Thursday, December 21, 2006

Jore watch: Gazette letters to the editor

The Jore "letter watch" continues at Montana Headlines.

In news that is almost as astonishing as the Davison plea, the Gazette's streak of publishing letters to the editor smearing Rick Jore ended today.

From December 16th through 19th, the Gazette published "Rick Jore is a Neanderthal" letters for 4 straight days and in 5 out of the previous 7 issues. If we include the Gazette editors' own "thumbs down" on the 11th, that makes an incredible six opinion page attacks on Jore over the course of only 9 days.

A quick and unscientific Montana Headlines survey found no other topic that merited even two letters in that same time period.

The burning question is: how long can the Gazette editors resist returning to what appears to be their method of choice to attack Jore and the House Republican leadership? It is a safe tactic, since Jore hasn't yet done anything for which he can be criticized in "hard news" pages.

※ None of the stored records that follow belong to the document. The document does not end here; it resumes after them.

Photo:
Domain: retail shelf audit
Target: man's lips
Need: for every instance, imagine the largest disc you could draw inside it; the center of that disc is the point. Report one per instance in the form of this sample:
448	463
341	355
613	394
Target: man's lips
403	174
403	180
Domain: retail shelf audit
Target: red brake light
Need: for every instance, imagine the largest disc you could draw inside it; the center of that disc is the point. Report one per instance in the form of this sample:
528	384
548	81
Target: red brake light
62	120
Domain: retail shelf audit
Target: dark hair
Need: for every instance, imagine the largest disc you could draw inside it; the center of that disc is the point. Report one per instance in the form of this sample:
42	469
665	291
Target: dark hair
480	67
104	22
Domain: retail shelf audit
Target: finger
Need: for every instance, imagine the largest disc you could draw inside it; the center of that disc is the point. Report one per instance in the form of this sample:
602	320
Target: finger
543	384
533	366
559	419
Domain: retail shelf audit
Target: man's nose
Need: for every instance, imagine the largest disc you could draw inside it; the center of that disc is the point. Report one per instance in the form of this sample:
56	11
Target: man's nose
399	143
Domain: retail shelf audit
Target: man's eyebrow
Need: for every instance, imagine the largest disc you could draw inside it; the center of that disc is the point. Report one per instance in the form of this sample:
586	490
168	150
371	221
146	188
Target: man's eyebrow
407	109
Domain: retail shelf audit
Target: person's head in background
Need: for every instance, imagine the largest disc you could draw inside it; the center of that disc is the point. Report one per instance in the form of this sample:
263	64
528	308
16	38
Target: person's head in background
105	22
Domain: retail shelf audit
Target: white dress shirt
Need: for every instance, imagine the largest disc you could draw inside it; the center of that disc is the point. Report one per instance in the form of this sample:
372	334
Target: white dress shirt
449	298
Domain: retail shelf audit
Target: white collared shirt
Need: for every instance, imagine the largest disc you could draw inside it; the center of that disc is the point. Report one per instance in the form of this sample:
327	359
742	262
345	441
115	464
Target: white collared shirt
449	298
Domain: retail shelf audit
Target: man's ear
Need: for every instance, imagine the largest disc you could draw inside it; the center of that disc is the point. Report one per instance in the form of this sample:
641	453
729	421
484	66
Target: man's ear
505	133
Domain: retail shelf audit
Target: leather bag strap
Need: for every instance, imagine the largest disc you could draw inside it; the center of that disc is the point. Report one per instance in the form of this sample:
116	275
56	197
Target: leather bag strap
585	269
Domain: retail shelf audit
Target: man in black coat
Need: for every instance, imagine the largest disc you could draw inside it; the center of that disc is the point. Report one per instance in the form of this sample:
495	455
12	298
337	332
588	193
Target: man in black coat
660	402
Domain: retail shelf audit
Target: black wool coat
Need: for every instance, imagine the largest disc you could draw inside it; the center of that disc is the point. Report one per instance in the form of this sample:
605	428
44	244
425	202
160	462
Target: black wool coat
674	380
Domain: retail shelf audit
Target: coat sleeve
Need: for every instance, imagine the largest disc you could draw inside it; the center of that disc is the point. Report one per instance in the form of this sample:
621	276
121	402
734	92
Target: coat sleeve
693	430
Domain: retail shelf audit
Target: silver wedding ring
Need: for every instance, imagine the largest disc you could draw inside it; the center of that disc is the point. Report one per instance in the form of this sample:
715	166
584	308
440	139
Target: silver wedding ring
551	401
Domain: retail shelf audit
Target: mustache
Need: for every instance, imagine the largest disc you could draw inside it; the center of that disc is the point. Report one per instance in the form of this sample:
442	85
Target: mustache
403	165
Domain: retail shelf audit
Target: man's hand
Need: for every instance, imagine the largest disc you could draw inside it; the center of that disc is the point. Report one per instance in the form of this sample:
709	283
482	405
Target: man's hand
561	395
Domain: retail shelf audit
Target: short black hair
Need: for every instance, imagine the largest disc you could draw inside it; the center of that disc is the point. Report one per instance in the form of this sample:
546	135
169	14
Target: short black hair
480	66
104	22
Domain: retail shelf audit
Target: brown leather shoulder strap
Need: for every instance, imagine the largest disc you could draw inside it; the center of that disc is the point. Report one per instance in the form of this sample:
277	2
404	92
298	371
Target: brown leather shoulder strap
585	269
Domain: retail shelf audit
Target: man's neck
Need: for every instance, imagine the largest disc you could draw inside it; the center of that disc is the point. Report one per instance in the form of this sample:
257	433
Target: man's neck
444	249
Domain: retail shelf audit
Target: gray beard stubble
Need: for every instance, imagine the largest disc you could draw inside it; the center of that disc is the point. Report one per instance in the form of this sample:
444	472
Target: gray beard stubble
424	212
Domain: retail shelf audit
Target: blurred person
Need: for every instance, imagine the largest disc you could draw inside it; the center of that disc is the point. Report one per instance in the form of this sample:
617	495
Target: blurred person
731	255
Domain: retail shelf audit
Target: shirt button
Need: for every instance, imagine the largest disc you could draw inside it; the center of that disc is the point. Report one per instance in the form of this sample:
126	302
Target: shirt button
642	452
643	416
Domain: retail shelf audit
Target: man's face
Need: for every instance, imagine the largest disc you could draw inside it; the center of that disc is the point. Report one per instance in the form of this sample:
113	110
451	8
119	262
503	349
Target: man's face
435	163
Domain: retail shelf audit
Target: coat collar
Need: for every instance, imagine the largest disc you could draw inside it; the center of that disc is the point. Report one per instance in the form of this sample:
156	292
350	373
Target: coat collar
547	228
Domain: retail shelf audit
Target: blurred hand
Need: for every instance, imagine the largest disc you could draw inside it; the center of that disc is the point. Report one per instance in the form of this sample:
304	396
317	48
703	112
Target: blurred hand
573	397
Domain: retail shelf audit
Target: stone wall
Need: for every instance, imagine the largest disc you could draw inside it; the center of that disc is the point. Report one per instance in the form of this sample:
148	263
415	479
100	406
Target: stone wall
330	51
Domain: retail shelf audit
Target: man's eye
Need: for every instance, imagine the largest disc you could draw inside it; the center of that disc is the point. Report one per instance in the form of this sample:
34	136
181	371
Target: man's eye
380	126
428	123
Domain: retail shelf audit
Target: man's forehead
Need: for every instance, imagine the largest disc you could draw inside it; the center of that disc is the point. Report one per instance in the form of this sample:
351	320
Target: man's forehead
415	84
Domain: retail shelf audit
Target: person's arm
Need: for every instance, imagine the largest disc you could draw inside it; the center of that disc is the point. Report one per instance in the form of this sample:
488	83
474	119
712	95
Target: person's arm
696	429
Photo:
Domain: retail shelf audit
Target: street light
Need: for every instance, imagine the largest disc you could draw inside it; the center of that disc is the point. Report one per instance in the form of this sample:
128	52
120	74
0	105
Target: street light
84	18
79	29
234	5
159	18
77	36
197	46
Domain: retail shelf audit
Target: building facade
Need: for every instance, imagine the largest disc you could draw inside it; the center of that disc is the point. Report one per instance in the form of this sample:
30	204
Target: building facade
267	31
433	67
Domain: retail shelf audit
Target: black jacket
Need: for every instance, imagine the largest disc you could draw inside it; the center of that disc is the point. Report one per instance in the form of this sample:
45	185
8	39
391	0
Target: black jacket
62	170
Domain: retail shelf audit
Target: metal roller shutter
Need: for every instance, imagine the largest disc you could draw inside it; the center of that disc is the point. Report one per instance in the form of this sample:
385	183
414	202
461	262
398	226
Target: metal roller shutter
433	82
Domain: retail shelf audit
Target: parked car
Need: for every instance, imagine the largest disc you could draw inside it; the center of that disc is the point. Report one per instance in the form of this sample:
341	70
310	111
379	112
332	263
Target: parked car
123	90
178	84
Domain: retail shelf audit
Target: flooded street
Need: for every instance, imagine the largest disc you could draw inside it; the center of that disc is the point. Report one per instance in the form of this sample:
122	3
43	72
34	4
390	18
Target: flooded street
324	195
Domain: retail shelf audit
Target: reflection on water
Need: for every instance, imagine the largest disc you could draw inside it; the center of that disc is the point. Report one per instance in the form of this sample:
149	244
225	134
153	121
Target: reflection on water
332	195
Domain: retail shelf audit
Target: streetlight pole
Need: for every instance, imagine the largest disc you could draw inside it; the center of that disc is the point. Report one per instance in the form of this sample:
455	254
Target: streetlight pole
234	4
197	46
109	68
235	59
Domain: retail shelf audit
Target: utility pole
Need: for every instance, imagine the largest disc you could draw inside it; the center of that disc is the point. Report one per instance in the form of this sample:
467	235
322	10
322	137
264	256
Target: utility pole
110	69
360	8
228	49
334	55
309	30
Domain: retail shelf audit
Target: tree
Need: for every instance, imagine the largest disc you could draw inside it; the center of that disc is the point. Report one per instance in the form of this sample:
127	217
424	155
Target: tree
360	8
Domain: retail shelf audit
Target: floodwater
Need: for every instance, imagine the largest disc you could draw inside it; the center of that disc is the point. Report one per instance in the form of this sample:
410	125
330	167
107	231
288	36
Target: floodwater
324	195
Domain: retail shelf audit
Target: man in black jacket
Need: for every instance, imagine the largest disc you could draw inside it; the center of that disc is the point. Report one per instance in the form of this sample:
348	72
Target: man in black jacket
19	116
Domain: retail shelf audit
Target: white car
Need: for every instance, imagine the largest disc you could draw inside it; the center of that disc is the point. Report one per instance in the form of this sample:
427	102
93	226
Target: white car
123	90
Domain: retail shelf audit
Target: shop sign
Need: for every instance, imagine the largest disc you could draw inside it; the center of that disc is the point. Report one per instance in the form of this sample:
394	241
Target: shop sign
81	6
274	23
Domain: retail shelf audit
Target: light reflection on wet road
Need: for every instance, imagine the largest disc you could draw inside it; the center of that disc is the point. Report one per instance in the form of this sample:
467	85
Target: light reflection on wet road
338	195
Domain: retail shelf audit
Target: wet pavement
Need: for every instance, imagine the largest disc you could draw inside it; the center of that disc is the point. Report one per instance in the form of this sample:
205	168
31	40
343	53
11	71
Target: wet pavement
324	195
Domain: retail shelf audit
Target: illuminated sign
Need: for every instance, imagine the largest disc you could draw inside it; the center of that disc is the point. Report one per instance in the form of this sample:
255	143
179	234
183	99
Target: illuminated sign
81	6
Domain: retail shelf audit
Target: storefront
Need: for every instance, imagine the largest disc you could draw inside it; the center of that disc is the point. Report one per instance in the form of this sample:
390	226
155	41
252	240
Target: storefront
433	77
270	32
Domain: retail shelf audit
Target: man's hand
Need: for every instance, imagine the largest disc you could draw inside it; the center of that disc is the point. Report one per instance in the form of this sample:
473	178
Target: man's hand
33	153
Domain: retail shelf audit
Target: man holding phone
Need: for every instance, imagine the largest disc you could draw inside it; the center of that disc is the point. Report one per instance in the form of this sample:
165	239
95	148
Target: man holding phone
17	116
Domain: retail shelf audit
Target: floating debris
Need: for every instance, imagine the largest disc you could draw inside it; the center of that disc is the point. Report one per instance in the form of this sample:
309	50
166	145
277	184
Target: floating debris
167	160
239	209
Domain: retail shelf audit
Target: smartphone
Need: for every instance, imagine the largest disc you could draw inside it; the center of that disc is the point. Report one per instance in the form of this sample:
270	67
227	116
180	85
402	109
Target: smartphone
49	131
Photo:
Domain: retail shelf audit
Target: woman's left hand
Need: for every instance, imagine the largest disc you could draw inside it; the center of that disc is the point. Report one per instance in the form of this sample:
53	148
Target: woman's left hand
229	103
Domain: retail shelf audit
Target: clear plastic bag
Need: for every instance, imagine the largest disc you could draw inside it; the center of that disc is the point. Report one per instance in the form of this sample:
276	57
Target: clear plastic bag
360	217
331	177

Readers should watch with bated breath to learn the answer.

More to the point, Jore has become intensely interesting to everyone. If House Speaker Scott Sales has any doubt about whether he made the right choice to head the Education Committee, the negative attention in the Gazette opinion pages should remove it. Anyone who gets that kind of press has got to be good for Republican interests and bad for Democrat interests.

The relevance of Davison's politics

For identification purposes, Pat Davison is probably best known in Billings as having run for governor in the Republican primary, where he lost (badly) to Bob Brown. It establishes an interesting part of the story -- namely that he was a reasonably respected member of the community who betrayed the trust of those he took advantage of in his investment schemes. Republicans, moreover, are just going to have to take some lumps on this one because he was one of their own.

Montana Headlines will be watching the Gazette closely, however, to see how many times they can mention his involvement in Republican politics in conjunction with this story.

The truth is that at this point, Davison's name is widely known for one reason, and one reason only -- his defrauding of investors and his pleading guilty on federal charges.

At a certain point, the facts that he came in a distant 2nd in a Republican primary, that he was appointed to the Board of Regents by Gov. Racicot, or that he was involved in promoting the Otter Creek coal development disappears into irrelevance in the immense shadow of his crimes. Right now, no-one needs to be reminded of his gubernatorial bid in order to know who he is.

It is hard not to be suspicious that the Gazette will run a disproportionate share of articles on this story over the coming months -- just happening to mention the Republican party in all of them.

When reading the congratulatory article on Democrat State Auditor John Morrison's role in the case, one looks for any mentions of his politics. We are fast approaching the point where it is probably just as relevant for the Gazette to include in each article a reference to "former Democratic Senate candidate John Morrison, who came under fire for being lax as State Auditor in investigating the white collar crimes of his former lover's fiance."

Cautionary tale

With Pat Davison's guilty plea, any hopes that his friends and former political allies might have had that all of the charges were a big mistake disappeared.

There never was much hope, but it was sobering to consider that someone who was actively engaging in a "Ponzi scheme" would have the gall to run for public office.

There were those who thought that Davison had a better chance to defeat now Governor Schweitzer than did Bob Brown. This may have been true, but what a disaster a Davison win -- even in the primary -- would have been.

There was once a time when party leaders would take a potential candidate behind closed doors and grill him about every possible skeleton in the proverbial closet. This is assuming that a candidate with a "history" cared so little about his own party as to run in the first place.

Davison was willing to set the Republican party back a generation in Montana for the sake of his own political ambitions, for that is exactly what would have happened had this article been published today about a Governor Davison, rather than failed GOP primary candidate Davison.

Davison's principle backers were likewise guilty of failing to scrutinize his business dealings.

It is one thing to get caught up in the ubiquitous fund-raising cycle of Washington once elected, as did Conrad Burns (and has basically every Congressman and Senator, because of the astronomical amounts of money that have to be raised for every campaign.)

It is quite another to break the law repeatedly and then to run for a major public office -- raising money and soliciting support from unsuspecting party members who now probably can't help but be embarrassed about their involvement with Davison.

Republicans will have no chance at regaining lost ground in Montana politics without policing their own ranks on matters like this. After all, as Conrad Burns learned, one not only has to run against the Democrat candidate, but against the press as well. There is no room for small errors, let alone suicidal actions like Davison's.